In cases where a field is frequently unpopulated, It is a good practice to use a low empty field penalty (such as 0.1) so the query can give better overall results. Name matching, where the middle name is frequently empty, is the most common example of this. However, if it is often the case that the majority of fields are empty, a low empty field penalty might result in scores that appear too high. And of course, where matching on all fields is considered mandatory, the empty field penalty adjustment should not be used.

Additional points on Cognate Queries

The following are some additional facts to note about cognate queries:

Cognate queries can be used in any scenario where you have a set of querylets matching against a corresponding group of closely related fields when you expect frequent misfielding. Name fields are one example; sets of address fields (lines of a street address, apartment/suite number, city, and postal code) are another. In such situations, you always have the option of constructing a set of simple queries (one per querylet) and combining their scores in a complex query. However, in such scenarios, the cognate query's advantage of the cross-matching behavior is lost.
Cognate queries assume a one-to-one correspondence between querylets and fields. If the structure of the querylets is not identical to the structure of the fields, you might need to create this correspondence artificially by adapting the structure of the query. You can concatenate two or more querylets or insert one or more "blank" querylets. For instance, if your query has only a first and last name, but the table has three name fields (First, Middle, Last), allow for the possibility of cross-matching with the Middle Name field by supplying an empty string as a middle name querylet.
Cognate queries support field weights same as simple queries. One difference is that unlike the field weights for simple queries, cognate field weights specify only the relative importance of the fields. They do not penalize perfect matches in less important fields. For a full description of the behavior of field weights in cognate verse simple queries see the section, Weighting Factors.
Note: Remember in Simple Queries lowering a field weight lowers the final score even for perfect matches. In Cognate Queries, lowering a field weight lowers the relative importance of the field, but perfect matches still get perfect scores.
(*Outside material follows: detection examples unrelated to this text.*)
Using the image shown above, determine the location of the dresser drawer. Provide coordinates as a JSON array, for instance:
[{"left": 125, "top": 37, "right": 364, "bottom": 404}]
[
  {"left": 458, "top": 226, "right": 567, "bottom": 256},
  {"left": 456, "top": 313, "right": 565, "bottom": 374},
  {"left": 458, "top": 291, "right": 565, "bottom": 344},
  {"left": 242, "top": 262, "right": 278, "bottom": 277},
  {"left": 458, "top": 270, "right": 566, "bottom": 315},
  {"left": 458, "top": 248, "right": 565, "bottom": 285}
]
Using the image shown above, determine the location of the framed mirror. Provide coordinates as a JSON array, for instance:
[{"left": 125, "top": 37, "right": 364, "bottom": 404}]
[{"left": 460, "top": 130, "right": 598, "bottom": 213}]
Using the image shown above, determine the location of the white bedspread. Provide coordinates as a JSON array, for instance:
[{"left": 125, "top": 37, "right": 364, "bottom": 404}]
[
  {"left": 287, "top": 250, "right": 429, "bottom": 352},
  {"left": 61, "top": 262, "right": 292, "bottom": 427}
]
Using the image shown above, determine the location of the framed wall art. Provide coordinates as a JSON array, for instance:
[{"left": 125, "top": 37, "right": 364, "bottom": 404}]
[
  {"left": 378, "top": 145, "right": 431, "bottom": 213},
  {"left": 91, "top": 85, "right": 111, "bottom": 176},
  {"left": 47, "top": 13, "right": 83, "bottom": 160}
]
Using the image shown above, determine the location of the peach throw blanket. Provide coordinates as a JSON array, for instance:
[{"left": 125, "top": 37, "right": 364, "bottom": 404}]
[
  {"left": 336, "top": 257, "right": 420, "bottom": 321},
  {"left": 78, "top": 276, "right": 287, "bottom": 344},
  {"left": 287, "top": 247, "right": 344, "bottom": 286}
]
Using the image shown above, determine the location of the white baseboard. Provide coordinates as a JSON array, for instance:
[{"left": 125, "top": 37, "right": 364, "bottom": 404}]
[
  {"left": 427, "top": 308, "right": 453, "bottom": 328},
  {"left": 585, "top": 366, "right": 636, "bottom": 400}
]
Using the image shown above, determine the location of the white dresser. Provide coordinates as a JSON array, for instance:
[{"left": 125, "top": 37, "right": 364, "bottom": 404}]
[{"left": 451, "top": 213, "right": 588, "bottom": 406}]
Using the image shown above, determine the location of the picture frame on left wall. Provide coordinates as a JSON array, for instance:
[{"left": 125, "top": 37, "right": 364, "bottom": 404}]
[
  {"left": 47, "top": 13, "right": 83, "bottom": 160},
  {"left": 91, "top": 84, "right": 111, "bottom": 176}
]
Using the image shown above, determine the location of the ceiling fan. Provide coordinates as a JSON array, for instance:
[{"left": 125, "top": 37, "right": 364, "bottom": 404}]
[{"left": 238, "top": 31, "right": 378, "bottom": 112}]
If you set the cognate field weights for First, Middle, and Last name fields to 0.8, 0.6, and 1.0, respectively, a match in which first and middle name are transposed in the record still scores just as highly no matter how these fields are weighted (unless, you choose to penalize cross-matching by setting the non-cognate weight to a value less than 1.0).

Cognate queries support querying on specific attributes in a Variable Attributes type field like Simple queries. See Variable Attributes Queries for details.
If ALL query strings are empty or if all attributes to be searched are empty, there is no information on which to base a match score. As with the Simple query in this case, the query is assigned the "empty score". The behavior and usage of the empty score for Cognate queries is identical to that for Simple queries. However, note that all of the querylets of the Cognate must be empty for it to be considered empty. As long as one querylet has some data in it, the Cognate is not considered to have an empty query.

Like simple queries, cognate queries can be combined with simple queries or other cognate queries, in more complex query structures. The complex queries are discussed in detail in the subsequent sections.